Configure interface damping on primary links
Closed, ResolvedPublic

Description

This is to prevent connectivity issues caused by inter-DC links flapping.
In the past this has caused at least spikes of 503s.

The goal is to apply interface damping only on the primary link between 2 sites, where we at least have 2 backup options. That way we minimize the risk of multiple links being down at the same time.

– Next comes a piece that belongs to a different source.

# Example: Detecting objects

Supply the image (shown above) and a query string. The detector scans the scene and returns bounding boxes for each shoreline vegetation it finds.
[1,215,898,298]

Zayo link between codfw-eqiad
Zayo link between codfw-ulsfo
Level3 link between eqiad-esams

damping {
	enable;
	max-suppress 600; # Even if still flapping, re-enable interface after 10min (and start counters over)
	suppress 2000;    # Counter increase by 1000 at each flap, keep interface down when reached 2000
	half-life 15;     # Reduce by half the penalty counter after 15s
	reuse 100;        # Interface up when counter falls bellow 100
}

Example counters (and states), after 2 flaps in less than 15s, stable after:
5s =2000 (down), 15s = 1000, 30s = 500, 45s = 250, 1min = 125, 1m15 = 75 (back up)

if re-flap after 30s:
5s =2000 (down), 15s = 1000, 30s = 500, 35s = 1500, 45s = 750, 1min = 375, 1m15 = 187,5, 1m30 = 93 (back up)
etc.

In term of monitoring, the interfaces will report as down, which should be alerted on by our existing Icinga checks.

More doc:
https://www.juniper.net/documentation/en_US/junos/topics/concept/physical-interface-damping.html
https://www.juniper.net/documentation/en_US/junos/topics/reference/configuration-statement/damping-edit-interfaces.html

Event Timeline

ayounsi triaged this task as Medium priority.Jun 5 2018, 8:18 AM
ayounsi created this task.
Restricted Application added a subscriber: Aklapper. · View Herald Transcript
Vvjjkkii renamed this task from Configure interface damping on primary links to vmbaaaaaaa.Jul 1 2018, 1:06 AM
Vvjjkkii removed ayounsi as the assignee of this task.
Vvjjkkii raised the priority of this task from Medium to High.
Vvjjkkii updated the task description. (Show Details)
Vvjjkkii removed a subscriber: Aklapper.
CommunityTechBot renamed this task from vmbaaaaaaa to Configure interface damping on primary links.Jul 2 2018, 7:05 AM
CommunityTechBot assigned this task to ayounsi.
CommunityTechBot lowered the priority of this task from High to Medium.
CommunityTechBot updated the task description. (Show Details)
CommunityTechBot added a subscriber: Aklapper.

Looking at doing this Wednesday August 1st, 3 PM UTC, 1h expected.

1 link at a time, only on the primary of the redundant ones, and outside link maintenance.

Edit: fine prints say available starting Junos 14.2. So when the new cr3-esams and cr-3/4-ulsfo are ready. Plus upgrade codfw/eqiad routers.

Mentioned in SAL (#wikimedia-operations) [2019-09-17T21:01:21Z] <XioNoX> enable interface damping on primary eqiad-esams link (eqiad side) - T196432

Mentioned in SAL (#wikimedia-operations) [2019-09-18T21:09:20Z] <XioNoX> enable damping on codfw-ulsfo link - T196432

Mentioned in SAL (#wikimedia-operations) [2019-09-18T21:13:40Z] <XioNoX> enable damping on primary codfw-eqiad link - T196432

All primary link of all transport pairs have now damping configured.